The suit argues that “Mahama was not required to do very much pursuant to the Contract; rather all the work—importing the material, assembling and installing the fabric pieces, and cutting and stretching the fabric lots to create the Individual Works—was performed by individuals other than Mahama who were paid by Plaintiffs.”
Simchowitz says he is only asking for what he is due as part of a business arrangement with an artist, and views his early investments in unproven artists as even riskier than some other forms of entrepreneurship. “Eduardo Saverin, the Facebook founder, invested $60,000 buying servers for Mark Zuckerberg and made $6.5 billion, [with] the level of risk of investing in servers, which are an asset, with an entrepreneur who is at Harvard who is starting a tech company,” he said. “My potential is, maybe, if I’m lucky—and I’ve got to sell [the artworks]—maybe I can make $4 million. But in order to do that, I have to build a market.”
Asked to comment on the case, Peter R. Stern, a New York–based art lawyer who has no connection to the suit, called it “a glaring example of the commoditization of the art world.”
In an interview, David Steiner, a Los Angeles–based attorney for Simchowitz and Ellis King, called Mahama’s alleged decision to de-authenticate the works “an expensive proposition for my clients.” He declined to make available to ARTnews the emails exchanged between the parties, but said that he is optimistic that the case will be settled. (The suit also seeks a declaration that Simchowitz and Ellis King own the installation pieces shown at Ellis King’s gallery.)

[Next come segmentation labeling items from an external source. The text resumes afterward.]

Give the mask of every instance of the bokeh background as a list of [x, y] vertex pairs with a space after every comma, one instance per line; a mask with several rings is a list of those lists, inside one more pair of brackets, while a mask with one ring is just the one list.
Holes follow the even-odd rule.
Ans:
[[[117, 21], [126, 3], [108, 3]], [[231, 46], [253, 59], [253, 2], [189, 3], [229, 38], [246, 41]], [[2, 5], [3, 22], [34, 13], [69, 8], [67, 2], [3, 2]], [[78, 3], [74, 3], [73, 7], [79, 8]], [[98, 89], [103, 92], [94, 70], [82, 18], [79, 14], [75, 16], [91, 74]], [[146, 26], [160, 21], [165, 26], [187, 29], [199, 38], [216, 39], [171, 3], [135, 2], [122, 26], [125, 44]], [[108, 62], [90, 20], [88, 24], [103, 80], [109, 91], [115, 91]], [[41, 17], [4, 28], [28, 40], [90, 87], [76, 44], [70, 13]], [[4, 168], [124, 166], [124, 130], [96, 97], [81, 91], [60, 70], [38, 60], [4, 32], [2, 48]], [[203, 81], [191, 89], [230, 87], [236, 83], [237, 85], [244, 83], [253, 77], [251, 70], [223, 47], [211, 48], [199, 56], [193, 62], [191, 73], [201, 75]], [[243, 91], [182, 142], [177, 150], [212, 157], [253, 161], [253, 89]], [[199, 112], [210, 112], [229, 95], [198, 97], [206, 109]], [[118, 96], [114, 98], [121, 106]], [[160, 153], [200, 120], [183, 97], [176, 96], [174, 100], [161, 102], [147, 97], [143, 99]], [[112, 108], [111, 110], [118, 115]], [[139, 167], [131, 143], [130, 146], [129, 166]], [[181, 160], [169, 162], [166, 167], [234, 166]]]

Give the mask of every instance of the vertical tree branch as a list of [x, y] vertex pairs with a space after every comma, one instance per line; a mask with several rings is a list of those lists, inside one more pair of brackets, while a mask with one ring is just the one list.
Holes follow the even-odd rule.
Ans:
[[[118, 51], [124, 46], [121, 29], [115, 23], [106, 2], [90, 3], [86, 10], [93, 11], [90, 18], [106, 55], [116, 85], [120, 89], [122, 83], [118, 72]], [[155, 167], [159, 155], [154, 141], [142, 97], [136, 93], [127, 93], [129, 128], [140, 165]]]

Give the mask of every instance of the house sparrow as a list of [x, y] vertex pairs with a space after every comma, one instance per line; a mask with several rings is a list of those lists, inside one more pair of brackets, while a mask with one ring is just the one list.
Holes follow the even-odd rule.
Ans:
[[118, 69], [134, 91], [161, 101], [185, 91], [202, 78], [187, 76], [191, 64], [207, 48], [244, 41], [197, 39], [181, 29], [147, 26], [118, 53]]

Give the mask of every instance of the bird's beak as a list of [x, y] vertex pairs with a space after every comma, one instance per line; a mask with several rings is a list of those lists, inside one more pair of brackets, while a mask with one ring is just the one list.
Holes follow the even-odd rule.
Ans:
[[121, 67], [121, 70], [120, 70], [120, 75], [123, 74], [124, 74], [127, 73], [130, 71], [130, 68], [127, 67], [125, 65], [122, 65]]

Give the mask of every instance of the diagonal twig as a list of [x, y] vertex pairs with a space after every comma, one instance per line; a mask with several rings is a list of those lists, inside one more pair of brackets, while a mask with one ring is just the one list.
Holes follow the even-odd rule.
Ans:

The suit is particularly intriguing since it puts the dealers in the tricky position of trying to get the artist to comply with their wishes while hoping that the suit’s presentation of the artist’s previously stated views in the stretched works do not damage the value of the 267 pieces that they now own. Both dealers were quick to state their commitment to the artist.

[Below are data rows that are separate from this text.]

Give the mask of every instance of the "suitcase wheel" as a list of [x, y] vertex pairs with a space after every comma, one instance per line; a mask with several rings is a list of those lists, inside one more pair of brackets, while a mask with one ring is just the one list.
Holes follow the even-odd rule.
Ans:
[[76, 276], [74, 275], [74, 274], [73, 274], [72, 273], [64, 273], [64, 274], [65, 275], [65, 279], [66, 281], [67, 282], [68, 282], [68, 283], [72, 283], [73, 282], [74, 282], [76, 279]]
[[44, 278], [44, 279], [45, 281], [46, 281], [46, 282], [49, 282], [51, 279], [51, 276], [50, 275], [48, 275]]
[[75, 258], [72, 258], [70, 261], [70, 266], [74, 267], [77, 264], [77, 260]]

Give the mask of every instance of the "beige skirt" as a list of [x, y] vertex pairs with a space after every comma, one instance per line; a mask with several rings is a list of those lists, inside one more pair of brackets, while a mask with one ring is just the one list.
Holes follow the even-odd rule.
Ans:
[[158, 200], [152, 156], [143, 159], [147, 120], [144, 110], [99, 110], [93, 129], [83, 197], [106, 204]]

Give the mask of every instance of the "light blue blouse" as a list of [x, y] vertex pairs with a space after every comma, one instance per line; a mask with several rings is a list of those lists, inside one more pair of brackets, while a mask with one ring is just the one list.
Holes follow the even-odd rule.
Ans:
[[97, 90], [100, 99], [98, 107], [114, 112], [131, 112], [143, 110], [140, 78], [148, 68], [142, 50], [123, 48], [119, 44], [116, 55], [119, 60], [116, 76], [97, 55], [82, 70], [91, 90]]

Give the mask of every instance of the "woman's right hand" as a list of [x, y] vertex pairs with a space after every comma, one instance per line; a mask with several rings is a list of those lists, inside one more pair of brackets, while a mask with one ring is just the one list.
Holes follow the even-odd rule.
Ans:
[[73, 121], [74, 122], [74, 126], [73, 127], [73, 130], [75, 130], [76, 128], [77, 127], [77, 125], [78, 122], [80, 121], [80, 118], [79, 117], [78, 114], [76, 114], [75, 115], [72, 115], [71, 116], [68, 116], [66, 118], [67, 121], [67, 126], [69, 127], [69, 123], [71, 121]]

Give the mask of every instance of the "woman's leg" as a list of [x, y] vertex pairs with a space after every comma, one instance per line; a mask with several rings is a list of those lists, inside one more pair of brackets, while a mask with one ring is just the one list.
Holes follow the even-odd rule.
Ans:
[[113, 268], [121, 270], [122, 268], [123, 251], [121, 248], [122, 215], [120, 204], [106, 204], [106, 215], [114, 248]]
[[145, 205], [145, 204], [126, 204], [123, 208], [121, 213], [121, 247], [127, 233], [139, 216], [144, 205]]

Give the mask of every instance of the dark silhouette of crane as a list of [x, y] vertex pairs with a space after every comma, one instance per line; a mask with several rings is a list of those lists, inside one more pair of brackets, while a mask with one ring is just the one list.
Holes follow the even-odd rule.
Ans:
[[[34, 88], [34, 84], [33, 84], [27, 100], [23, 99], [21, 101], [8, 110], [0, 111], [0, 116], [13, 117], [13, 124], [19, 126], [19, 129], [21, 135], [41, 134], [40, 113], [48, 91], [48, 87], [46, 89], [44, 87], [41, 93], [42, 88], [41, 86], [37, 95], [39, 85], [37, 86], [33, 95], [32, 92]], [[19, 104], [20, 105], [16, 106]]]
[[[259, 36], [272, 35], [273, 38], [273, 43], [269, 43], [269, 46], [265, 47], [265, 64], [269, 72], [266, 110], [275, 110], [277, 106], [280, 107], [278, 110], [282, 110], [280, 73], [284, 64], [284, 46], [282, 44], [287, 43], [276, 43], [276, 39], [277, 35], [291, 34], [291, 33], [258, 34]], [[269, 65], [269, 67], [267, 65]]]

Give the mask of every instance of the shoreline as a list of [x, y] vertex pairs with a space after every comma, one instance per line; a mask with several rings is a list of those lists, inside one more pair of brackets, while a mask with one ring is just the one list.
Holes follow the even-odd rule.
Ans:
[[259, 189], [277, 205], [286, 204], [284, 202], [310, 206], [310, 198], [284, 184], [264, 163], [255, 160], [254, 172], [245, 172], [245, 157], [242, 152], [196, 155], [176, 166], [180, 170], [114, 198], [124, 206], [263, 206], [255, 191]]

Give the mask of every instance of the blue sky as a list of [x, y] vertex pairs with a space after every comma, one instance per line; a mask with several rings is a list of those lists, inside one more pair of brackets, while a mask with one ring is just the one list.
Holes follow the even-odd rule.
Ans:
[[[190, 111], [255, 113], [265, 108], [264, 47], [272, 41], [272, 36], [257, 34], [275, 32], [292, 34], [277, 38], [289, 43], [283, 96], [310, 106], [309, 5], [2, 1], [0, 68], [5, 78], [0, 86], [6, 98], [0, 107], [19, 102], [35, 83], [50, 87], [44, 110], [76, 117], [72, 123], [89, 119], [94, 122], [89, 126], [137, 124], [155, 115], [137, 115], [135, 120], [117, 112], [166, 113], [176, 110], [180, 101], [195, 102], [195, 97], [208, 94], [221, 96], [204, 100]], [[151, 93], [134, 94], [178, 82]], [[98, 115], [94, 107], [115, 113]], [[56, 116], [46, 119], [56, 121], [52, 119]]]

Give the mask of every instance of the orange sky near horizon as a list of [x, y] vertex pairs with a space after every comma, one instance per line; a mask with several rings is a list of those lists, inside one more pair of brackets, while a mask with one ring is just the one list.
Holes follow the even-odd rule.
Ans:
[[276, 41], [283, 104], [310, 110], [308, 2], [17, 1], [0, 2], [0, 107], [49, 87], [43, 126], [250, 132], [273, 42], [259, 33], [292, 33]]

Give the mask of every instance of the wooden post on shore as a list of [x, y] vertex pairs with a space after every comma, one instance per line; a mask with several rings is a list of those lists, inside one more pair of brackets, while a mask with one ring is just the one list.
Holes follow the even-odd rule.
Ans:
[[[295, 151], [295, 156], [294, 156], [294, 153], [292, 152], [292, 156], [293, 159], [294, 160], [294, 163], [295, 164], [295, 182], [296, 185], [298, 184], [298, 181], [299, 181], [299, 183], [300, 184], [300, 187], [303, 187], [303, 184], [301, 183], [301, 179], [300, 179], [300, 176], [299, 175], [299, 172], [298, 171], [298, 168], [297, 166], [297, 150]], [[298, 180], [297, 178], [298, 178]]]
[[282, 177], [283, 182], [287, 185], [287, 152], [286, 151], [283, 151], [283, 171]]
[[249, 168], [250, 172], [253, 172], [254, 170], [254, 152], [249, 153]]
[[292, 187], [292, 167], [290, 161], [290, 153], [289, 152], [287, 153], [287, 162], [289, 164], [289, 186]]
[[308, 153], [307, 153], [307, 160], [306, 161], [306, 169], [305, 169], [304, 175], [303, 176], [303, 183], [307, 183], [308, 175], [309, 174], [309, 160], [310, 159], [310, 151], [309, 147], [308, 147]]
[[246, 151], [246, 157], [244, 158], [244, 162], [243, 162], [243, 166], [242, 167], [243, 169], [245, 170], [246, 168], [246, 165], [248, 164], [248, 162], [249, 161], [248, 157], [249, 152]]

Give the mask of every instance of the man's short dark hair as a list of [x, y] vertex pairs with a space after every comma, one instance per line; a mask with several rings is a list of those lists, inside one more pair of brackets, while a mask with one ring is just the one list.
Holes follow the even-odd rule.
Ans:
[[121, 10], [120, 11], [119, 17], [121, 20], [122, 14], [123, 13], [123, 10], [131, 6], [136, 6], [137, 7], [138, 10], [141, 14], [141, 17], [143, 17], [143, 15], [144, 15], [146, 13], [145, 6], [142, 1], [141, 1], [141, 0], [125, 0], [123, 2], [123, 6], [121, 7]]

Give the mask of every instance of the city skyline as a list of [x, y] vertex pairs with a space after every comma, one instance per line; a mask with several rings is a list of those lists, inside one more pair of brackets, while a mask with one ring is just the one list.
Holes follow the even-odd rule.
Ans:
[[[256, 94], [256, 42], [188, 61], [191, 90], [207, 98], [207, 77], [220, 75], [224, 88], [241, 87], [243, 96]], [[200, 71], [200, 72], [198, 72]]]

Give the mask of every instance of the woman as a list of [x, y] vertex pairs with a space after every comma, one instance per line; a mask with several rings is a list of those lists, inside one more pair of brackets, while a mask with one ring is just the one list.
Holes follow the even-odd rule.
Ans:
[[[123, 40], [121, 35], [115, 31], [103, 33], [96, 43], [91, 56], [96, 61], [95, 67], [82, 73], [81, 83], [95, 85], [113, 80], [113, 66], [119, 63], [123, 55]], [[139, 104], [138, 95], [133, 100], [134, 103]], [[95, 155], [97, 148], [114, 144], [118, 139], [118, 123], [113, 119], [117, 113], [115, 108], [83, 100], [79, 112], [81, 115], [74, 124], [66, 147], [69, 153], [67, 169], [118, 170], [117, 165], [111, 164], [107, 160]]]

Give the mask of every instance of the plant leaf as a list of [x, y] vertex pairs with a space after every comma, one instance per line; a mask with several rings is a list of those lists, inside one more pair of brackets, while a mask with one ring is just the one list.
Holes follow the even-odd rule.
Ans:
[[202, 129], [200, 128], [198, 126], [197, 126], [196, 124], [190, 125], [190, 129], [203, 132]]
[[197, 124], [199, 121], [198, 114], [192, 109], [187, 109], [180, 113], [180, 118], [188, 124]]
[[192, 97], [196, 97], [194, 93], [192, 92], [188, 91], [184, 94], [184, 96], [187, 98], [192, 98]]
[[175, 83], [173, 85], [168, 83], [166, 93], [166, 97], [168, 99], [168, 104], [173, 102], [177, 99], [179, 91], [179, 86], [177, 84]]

“First off, I would like to say is that he is an amazing artist, and I have no doubt that he is going to have a great, great career,” Ellis King said.
“I love Ibrahim Mahama,” Simchowitz said. “Ibrahim could call me tomorrow and say, ‘Simco, you know what? I’m so sorry. I’m young. I’ve made a series of absolutely borderline-fatal decisions…I’m naive and I’m young,’ and I’d be like, ‘Ibrahim, it’s fine. I think you’re wonderful. You’re an amazing artist.’ And I would support him. I would invest in him.”